You should be taking a blood thinning medication such as dalteparin to prevent blood clots.
Minimise your activity and elevate your foot.
Keep moving your toes, knee and hip, your achilles repair will be safe in plaster whilst you do this.
1-2 weeks after surgery
You will be seen in the clinic and changed to a removable boot with wedges.
You may start to walk on the repair in the boot with wedges.
You should not remove the boot at night.
Keep your knee, hip and toes moving.
You do not need other physio at this stage. You may remove the boot each day from 2 to 8 weeks after surgery to bathe your foot, whilst keeping your toes pointed down.
2 weeks to 8 weeks after surgery
Increase your walking, you do not need to use crutches if you are comfortable without.
Continue to use the boot at night.
Continue blood thinning medication (dalteparin) until 4 weeks after surgery.

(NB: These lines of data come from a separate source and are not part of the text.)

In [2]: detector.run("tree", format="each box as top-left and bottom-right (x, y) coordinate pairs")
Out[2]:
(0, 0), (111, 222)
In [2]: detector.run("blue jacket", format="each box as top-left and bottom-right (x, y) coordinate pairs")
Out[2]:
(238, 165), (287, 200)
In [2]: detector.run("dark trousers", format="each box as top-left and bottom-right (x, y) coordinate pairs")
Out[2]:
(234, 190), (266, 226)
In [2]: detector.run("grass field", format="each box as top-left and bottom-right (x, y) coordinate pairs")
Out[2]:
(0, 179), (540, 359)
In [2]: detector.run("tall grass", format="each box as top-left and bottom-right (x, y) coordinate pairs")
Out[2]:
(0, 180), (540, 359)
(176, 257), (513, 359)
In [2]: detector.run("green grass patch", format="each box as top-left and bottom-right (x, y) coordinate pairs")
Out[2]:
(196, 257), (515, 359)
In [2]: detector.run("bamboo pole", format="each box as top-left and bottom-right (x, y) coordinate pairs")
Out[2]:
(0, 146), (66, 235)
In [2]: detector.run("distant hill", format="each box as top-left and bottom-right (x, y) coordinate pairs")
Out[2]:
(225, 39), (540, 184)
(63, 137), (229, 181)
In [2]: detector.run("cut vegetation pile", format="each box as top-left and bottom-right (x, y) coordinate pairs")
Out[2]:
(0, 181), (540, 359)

If you start with 5 wedges in your boot, remove one each week from the start of week 3, so there are none left at 8 weeks.
If you start with 3 larger wedges in your boot, remove one at the start of week 3, one at the start of week 6 and one at the start of week 8.

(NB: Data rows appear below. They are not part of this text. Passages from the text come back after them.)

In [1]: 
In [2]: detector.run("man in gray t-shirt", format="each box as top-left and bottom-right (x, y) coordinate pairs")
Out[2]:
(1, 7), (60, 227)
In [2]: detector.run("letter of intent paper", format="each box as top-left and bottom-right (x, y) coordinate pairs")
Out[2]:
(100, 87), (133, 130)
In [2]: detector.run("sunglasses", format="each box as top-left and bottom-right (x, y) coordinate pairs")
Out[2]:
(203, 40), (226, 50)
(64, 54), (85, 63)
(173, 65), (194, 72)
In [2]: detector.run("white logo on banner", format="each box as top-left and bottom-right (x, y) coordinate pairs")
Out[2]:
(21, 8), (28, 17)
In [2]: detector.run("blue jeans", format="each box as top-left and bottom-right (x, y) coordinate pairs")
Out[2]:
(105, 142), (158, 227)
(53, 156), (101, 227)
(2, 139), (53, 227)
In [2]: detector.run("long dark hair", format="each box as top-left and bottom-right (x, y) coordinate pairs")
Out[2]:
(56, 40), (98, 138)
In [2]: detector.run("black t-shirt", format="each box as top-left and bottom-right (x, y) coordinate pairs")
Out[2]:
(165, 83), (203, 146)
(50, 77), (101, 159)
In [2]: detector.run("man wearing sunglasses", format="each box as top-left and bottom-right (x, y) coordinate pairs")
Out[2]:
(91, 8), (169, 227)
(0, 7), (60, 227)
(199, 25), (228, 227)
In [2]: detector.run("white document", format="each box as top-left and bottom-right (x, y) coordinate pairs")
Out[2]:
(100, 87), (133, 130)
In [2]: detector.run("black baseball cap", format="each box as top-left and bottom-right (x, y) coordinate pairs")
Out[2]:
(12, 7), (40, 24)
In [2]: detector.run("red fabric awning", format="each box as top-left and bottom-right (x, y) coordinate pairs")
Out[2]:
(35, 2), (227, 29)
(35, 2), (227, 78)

You will be reviewed in the clinic at between 6 and 8 weeks after surgery.
8 weeks to 12 weeks
You should be wearing your boot when walking.
You may start physiotherapy to begin strengthening the calf muscle.
Avoid stretching the calf muscle before 12 weeks after surgery.
Physio should focus on achieving a foot which can be comfortably placed flat to the floor. You should avoid strength work.
12 weeks to 14 weeks
You may be back in your normal shoes, but avoid completely flat shoes for another 6 weeks.
Physio should focus on weightbearing stretches, gait re-education and light
strengthening exercises e.g. seated calf raises or cautious theraband use.
You should avoid isolated single leg strength work.
14 weeks to 20 weeks
Continue to avoid single leg calf raises and impact activity (such as running).
Physio should focus on supported strengthening with exercises such as bilateral calf raises, cycling and walking (no incline), hamstring curls, small range lunges.
Commence proprioceptice exercises such as single leg standing.
20 weeks to 8 months
Work on regaining normal movement.
Aim for achieving gastroc strength of 80% of the other side.
Return to jogging/running.
Work on increasing endurance and return to sport-specific activity.
Avoid single leg heel raises until 6 months post-injury.